Cass said, “Luca seems really upset.”
Aunt Josette shrugged. “Yeah, it seems genuine. But that’s men… crying about messes they’ve made themselves.”
CHAPTERTWENTY
September 17, 1996
Tuesday afternoon
We followed Aunt Josette into the kitchen. The room was filled with women, mostly older. There seemed to be two old women for every old man in the living room. They wore somber colors and simple aprons. It suggested a Hollywood depiction of women from a small Sicilian village. Right and wrong at the same time.
The kitchen itself was transformed. Suddenly, there was everything you needed to make a feast for hundreds. Obviously, they’d brought it all with them. If Joanne had been hiding it all somewhere, I hadn’t found it.
Cass introduced me to the women. I couldn’t keep their names straight two minutes after I’d been told. One of them was in her late thirties, tall, thin and beak-nosed. A cousin. Bella? Della? She seemed to be doing nothing but cutting onions, her eyes red from it. One of the old women poked her. Presumably to get her to talk to me, since I was the subject at hand. She pushed the other woman’s hand away.
I was offered wine, something called rosso. I turned it down and had a lemon soda forced on me. Bella was made to give it to me.
“You have a wife?” the oldest woman in the room asked.
To put an end to the Bella’s misery and to go along with my cover story, I said, “Yes. Yes I do.”
The old woman said, “Hmmmphf.” As though my being married was a personality flaw. I imagine I’d have been stabbed with a kitchen knife if I’d mentioned my longtime boyfriend.
I stuffed my mouth with cookies, hoping I wouldn’t be asked any more questions. That didn’t stop them from staring baldly at me.
Aunt Suzie stood at the stove stirring a large pot. One of the other women reached for a jar of spice and was about to shake some in when Suzie stopped her.

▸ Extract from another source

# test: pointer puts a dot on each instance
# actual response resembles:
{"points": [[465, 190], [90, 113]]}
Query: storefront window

“No, no, no… It’s lamb stew. You don’t put oregano in there.”
“Basil?”
As she waved the woman away, I heard the doorbell ring. Someone was arriving. I stood close to the swinging door in hopes of hearing who it might be. I heard a man go to the door, I think it might have been Luca. Another man said a few things. Then the door shut and their voices got further away.
Cass tapped me on the shoulder, and I followed him out onto the patio where I’d spoken with Joanne about thirty-six hours before. Not even two days. Carla and Rose Amato were out there, looking tense and seemingly in exile.
When she saw me, Carla said, “You know, neither Rose nor I could remember your name after you left. Why do you think that is?”
“Oh, well… it’s Nick,” I said, as though saying my name was the easiest, most natural thing in the world. “I’m sure I told you.”
I hadn’t, but better to make her think she’d forgotten something than for her to think I wasn’t telling her something.
“Did you ever find your card? You said it was in your other jeans.”
“That was a little fib. I’m not actually a private detective.”
“Shocking,” she said, dry again. As dry as a summer breeze in Palm Springs.
“I met Cass in an AOL chatroom about finding missing relatives.”
“Who are you missing?” she asked me.
“My daughter. Thankfully, I found her. She’s doing well. Back in school. After that experience, I felt like I should help others.”
“It’s so terrible what happened to your mom,” Rose said. “How can you bear it, Cassidy? You must be destroyed.”
Not really the kind of thing you should say to someone who’s probably destroyed. The boy made a strangled sound, so I said, “He’s doing remarkably well. He’s thinking about going to stay with his Aunt Suzie.”
“The Di Stefano’s will hate that,” Carla said. I could swear she almost smiled.